En una mañana de jueves, hallaron muerto al señor Wallace. Fue justo el día después de que la señorita Maple, joven criminóloga, decidiera hospedarse en una posada de la campiña inglesa, lejos del ajetreo londinense.
La noticia amargó un poco las breves vacaciones de la joven. Su propósito se echó a perder, ya que unas semanas antes un contacto le proporcionó un trabajo algo ajeno a su campo, aunque tampoco insignificante.
Resultó que el señor Wallace, un millonario bien conocido en la localidad, temía ser asesinado. El magnate sabía muy bien que sus familiares y conocidos anhelaban su dinero. Por si fuera poco, recientemente tuvo una recaída por envenenamiento, en una cena a la que fue invitado; otro día trataron de dispararle cuando salía de viaje.
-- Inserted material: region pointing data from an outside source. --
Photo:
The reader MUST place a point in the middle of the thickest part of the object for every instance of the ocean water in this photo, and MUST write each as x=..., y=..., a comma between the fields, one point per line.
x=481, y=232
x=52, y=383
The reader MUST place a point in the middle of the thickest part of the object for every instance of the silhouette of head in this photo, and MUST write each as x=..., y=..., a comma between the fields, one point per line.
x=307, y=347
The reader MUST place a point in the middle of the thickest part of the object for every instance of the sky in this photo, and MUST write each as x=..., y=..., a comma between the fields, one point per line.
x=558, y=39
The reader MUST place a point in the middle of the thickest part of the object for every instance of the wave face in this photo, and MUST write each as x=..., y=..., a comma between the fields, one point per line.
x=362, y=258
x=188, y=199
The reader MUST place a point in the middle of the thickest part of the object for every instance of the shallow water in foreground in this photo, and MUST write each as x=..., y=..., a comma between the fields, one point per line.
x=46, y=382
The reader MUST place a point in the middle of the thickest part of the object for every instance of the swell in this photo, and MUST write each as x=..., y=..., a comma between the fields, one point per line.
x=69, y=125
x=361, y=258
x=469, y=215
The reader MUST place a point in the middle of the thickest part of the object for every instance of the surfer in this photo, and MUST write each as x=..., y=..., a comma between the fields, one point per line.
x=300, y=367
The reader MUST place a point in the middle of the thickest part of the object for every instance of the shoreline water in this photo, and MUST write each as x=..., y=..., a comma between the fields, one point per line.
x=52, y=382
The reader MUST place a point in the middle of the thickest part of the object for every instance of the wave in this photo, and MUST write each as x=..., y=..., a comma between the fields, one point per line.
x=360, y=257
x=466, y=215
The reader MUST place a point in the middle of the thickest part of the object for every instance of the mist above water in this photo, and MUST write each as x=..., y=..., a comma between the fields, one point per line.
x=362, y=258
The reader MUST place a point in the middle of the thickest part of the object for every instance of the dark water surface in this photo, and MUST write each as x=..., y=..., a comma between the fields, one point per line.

Ella debía averiguar quién o quiénes eran sospechosos de tales sucesos.
Se dirigió a la casa de los Wallace, con intención de dar el pésame a la viuda. Allí se sorprendió de encontrarse con una investigación policial.
—Soy Candice Maple, criminóloga —explicó al policía que guardaba la entrada—. He sabido de la muerte del señor Wallace. ¿Han encontrado alguna evidencia de asesinato?
—Estamos en ello. Por ahora sabemos que sufrió un ataque cardíaco. En el exterior hallamos una jeringuilla… Quizá sea una pista. ¿Conoce de algo a la víctima?
—Sí. Ayer hice una visita porque solicitó que hiciera una investigación.
En ese momento apareció la señora Wallace.
—No sé quién les habrá llamado pero, con todo el perdón del mundo, me parece grosero que piensen que yo maté a mi marido.
La señorita Maple se acercó a la viuda.
—Señora Wallace, lamento lo sucedido. ¿Podría hablar con usted un momento?
La mujer hizo un mohín antes de contestar.
—Bueno, no tengo nada que hacer.
—Cuando ayer conversé con su marido, me comentó que durante un tiempo trabajó como enfermera.
—Es verdad, pero fue hace mucho tiempo.
—Ayer descubrí en la sala de estar una caja de pastillas para la tensión.
—Sí, eran de mi marido.
—No quiero precipitarme, pero tal vez le inyectó algo que daño su corazón.
La señora Wallace echó a temblar al oír esas palabras.
—Nadie más se encontraba en la escena del crimen. Por su bien, será mejor confesar antes de tiempo.
—Es el culpable de mi sufrimiento. Si no tuviera una amante… ¡Le juro que lloré nada más haberlo hecho!
—Entiendo cómo se siente, pero a veces las emociones nos dejan en mal lugar.
Luego de unos minutos, el informe forense detallaba que la señora Wallace asesinó a su marido inyectándole un cardiotónico. Todo fue debido a los celos.